The first public incarnation of punctuated equilibria came from Gould’s own hand. He dedicated his Natural History column from May of 1977 to a description of the theory. Gould introduced audiences to punctuated equilibria by taking them back to the origin of natural selection itself. He began his story on October 23, 1859 when, “a day before his revolutionary book hit the stands,” Darwin received “an extraordinary letter” from his friend and fellow evolutionist Thomas Henry Huxley. Huxley, as Gould went on to explain, hailed Darwin for his theoretical achievement but bemoaned the fact that Darwin had “so unreservedly” adopted “Natura non facit saltum” (nature makes no leaps). Huxley was concerned, and Gould concurred, that Darwin had unnecessarily loaded his new theory down with the assumption that evolution happened gradually. “Natural selection,” Gould declared to his readers, “required no postulate about rates; it could operate just as well if evolution proceeded at a rapid pace.”

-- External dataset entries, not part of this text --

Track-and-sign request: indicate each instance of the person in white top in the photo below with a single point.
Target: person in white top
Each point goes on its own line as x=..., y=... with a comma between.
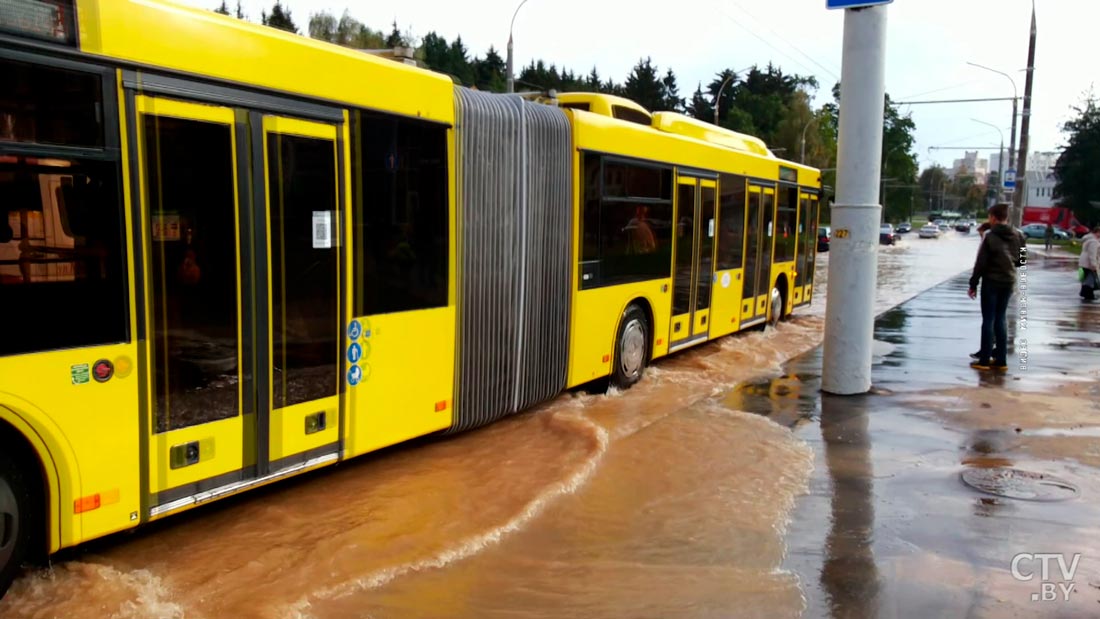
x=1090, y=262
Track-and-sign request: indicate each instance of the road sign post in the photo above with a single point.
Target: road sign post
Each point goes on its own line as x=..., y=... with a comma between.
x=849, y=306
x=1010, y=180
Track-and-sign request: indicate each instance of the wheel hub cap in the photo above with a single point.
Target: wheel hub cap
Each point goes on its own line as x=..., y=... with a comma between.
x=634, y=349
x=9, y=522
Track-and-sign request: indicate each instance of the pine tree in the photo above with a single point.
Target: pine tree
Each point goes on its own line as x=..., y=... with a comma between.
x=701, y=108
x=644, y=87
x=672, y=101
x=279, y=19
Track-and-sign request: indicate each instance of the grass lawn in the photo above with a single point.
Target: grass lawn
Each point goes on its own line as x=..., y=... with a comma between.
x=1070, y=245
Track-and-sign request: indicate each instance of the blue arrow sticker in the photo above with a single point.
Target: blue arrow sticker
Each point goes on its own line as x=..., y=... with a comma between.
x=354, y=352
x=354, y=375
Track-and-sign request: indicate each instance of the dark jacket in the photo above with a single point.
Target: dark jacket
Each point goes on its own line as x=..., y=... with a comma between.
x=1002, y=251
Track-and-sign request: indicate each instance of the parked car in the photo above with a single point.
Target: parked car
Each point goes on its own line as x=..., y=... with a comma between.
x=930, y=231
x=1038, y=231
x=887, y=235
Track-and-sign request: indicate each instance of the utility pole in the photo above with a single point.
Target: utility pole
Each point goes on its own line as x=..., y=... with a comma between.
x=853, y=269
x=1018, y=198
x=510, y=79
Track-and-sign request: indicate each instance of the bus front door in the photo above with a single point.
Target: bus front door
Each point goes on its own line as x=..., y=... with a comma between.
x=759, y=238
x=241, y=283
x=304, y=269
x=694, y=261
x=199, y=344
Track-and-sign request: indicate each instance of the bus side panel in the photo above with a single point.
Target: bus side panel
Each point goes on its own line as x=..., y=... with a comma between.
x=100, y=419
x=596, y=321
x=54, y=468
x=407, y=380
x=726, y=302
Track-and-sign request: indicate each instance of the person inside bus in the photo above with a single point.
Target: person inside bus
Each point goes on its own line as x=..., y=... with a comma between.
x=1090, y=263
x=1002, y=251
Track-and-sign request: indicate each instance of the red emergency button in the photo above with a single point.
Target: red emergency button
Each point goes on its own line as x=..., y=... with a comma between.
x=102, y=371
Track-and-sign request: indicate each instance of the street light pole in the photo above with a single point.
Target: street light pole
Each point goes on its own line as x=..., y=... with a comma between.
x=1018, y=198
x=812, y=121
x=512, y=80
x=1015, y=100
x=1000, y=158
x=717, y=98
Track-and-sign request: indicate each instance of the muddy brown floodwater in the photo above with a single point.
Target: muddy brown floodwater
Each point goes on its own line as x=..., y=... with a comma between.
x=663, y=500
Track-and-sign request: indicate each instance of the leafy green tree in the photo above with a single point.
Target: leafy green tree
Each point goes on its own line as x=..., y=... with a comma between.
x=727, y=94
x=396, y=39
x=1077, y=169
x=592, y=83
x=279, y=18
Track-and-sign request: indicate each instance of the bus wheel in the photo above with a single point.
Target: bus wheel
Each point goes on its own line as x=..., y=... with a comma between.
x=777, y=307
x=630, y=347
x=14, y=520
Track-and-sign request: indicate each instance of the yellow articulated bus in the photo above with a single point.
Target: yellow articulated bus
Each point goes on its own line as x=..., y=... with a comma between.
x=230, y=254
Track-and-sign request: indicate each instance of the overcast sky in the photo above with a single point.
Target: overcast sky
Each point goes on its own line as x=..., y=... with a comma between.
x=928, y=44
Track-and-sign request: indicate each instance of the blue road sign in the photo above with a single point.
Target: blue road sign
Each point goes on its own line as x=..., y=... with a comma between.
x=854, y=3
x=354, y=330
x=354, y=375
x=354, y=352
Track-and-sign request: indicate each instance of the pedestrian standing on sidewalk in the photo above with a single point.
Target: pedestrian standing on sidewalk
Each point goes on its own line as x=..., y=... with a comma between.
x=1090, y=262
x=1002, y=251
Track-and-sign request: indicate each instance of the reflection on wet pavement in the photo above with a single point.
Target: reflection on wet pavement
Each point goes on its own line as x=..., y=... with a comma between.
x=889, y=529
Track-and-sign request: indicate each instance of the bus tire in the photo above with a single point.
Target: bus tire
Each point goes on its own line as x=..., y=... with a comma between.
x=630, y=347
x=17, y=516
x=777, y=308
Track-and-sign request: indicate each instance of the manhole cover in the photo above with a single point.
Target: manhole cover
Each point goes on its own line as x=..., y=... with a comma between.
x=1016, y=484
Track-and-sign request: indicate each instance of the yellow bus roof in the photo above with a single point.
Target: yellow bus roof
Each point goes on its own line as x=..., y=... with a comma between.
x=202, y=43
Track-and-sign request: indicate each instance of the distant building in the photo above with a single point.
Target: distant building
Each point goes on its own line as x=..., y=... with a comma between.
x=1041, y=179
x=1037, y=161
x=970, y=165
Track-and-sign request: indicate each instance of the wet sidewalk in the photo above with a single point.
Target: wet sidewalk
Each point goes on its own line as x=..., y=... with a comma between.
x=889, y=528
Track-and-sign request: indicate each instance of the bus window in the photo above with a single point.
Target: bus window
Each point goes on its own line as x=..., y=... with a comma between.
x=402, y=214
x=305, y=276
x=191, y=227
x=732, y=222
x=635, y=223
x=62, y=269
x=50, y=106
x=785, y=220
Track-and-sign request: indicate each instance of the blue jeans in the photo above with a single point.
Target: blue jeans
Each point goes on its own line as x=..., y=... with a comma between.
x=994, y=304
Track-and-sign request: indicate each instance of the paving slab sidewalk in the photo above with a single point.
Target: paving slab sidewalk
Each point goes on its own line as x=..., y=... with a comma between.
x=889, y=528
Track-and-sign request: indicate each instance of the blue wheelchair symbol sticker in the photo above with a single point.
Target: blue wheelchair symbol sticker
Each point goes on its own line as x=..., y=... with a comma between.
x=354, y=375
x=354, y=352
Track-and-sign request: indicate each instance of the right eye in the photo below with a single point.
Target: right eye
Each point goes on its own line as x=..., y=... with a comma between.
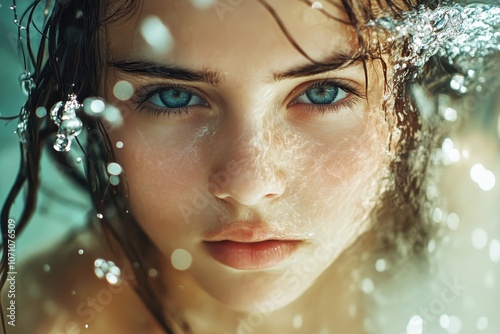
x=173, y=98
x=170, y=100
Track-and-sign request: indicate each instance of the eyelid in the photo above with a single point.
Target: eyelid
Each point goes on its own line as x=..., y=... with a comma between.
x=145, y=93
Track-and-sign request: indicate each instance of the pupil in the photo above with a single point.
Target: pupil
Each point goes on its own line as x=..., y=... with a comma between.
x=175, y=98
x=323, y=94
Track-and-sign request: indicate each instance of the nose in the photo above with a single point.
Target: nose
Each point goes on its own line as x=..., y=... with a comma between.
x=247, y=172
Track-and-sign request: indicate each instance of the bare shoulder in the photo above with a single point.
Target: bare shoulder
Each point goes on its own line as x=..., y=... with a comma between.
x=57, y=292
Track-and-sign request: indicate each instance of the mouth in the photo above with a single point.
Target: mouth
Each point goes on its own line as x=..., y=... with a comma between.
x=251, y=255
x=250, y=246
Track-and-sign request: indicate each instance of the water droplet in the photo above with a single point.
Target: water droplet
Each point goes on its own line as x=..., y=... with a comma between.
x=153, y=272
x=181, y=259
x=114, y=168
x=71, y=127
x=453, y=221
x=450, y=114
x=297, y=321
x=123, y=90
x=93, y=106
x=457, y=83
x=114, y=180
x=62, y=143
x=41, y=112
x=156, y=34
x=484, y=178
x=444, y=321
x=381, y=265
x=437, y=215
x=431, y=246
x=482, y=323
x=495, y=250
x=112, y=278
x=415, y=325
x=479, y=238
x=367, y=286
x=203, y=4
x=455, y=325
x=317, y=5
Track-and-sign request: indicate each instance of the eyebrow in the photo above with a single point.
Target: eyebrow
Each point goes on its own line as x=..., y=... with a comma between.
x=155, y=70
x=334, y=62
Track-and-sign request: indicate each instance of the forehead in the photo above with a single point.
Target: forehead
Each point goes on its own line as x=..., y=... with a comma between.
x=249, y=30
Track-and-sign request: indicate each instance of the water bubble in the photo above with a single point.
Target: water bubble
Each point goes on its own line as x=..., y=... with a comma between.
x=153, y=272
x=181, y=259
x=123, y=90
x=114, y=180
x=495, y=250
x=484, y=178
x=479, y=238
x=482, y=323
x=437, y=215
x=317, y=5
x=203, y=4
x=453, y=220
x=450, y=114
x=431, y=246
x=62, y=143
x=71, y=127
x=93, y=106
x=455, y=324
x=381, y=265
x=415, y=325
x=114, y=168
x=457, y=83
x=444, y=321
x=113, y=116
x=297, y=321
x=367, y=286
x=156, y=34
x=27, y=83
x=41, y=112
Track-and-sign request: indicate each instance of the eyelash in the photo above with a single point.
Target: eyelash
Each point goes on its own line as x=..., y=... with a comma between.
x=142, y=98
x=347, y=102
x=148, y=93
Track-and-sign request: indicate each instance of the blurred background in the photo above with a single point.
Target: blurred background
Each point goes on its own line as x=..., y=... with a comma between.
x=53, y=219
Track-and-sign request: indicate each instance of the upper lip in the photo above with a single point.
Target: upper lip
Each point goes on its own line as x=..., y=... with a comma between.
x=246, y=231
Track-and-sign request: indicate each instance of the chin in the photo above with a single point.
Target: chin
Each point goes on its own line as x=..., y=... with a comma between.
x=257, y=291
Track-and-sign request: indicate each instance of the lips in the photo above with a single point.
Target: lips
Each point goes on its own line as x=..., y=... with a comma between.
x=245, y=246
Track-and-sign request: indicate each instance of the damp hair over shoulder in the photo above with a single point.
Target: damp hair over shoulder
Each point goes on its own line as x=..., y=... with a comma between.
x=70, y=59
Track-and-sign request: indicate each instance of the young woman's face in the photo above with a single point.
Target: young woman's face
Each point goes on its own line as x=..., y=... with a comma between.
x=250, y=167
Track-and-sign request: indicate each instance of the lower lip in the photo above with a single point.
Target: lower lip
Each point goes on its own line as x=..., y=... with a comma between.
x=251, y=255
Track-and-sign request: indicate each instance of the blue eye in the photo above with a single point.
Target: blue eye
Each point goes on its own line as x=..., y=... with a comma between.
x=174, y=98
x=322, y=94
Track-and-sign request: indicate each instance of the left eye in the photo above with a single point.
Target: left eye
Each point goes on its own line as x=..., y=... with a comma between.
x=174, y=98
x=323, y=93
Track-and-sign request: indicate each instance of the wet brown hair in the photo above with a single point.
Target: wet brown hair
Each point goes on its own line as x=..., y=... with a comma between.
x=70, y=59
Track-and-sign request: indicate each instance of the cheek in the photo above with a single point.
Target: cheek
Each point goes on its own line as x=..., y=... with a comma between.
x=162, y=177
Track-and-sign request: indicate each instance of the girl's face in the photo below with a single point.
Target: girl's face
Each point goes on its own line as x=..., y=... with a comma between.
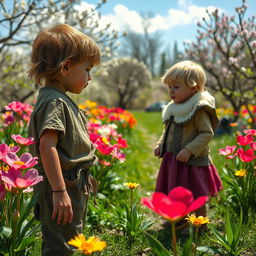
x=77, y=77
x=180, y=92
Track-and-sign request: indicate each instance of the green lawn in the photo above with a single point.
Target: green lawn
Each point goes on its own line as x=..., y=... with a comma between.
x=142, y=167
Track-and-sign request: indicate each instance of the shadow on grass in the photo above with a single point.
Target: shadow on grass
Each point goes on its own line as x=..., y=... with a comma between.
x=163, y=234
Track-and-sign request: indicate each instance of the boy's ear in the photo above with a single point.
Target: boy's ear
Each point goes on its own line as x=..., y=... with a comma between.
x=65, y=67
x=195, y=88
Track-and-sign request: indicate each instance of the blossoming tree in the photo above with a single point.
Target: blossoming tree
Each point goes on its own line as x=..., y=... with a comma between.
x=226, y=48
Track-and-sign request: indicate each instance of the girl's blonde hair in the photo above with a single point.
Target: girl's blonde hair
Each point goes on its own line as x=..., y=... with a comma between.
x=187, y=72
x=53, y=46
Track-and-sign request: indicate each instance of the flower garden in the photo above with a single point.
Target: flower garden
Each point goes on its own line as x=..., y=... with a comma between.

In this early description of punctuated equilibria, Gould implied to his readers that it only modified the rate of Darwin’s theory. This appeared to be a low stakes matter. After all, why would it matter if evolution happened slowly or quickly? But there was more to Huxley and Darwin’s discussion than the pace of evolution. In a part of Huxley’s letter that Gould did not quote, Huxley informed Darwin that he believed that nature did in fact “make small jumps.” In other words, Huxley and Darwin were discussing the character of evolutionary change and a crucial aspect of the persuasiveness of Darwin’s overall theory. Darwin’s argument against divine agency as the explanation for the origin of species depended on convincing his readers that large-scale speciation in life’s history was the result the accumulation of smaller, observable changes within organisms. From his correspondence with Huxley, it appears that Darwin wished to avoid any suggestion that his theory required leaps from one form to the next. Gould’s new theory could be interpreted as reintroducing these jumps into the picture of evolutionary change.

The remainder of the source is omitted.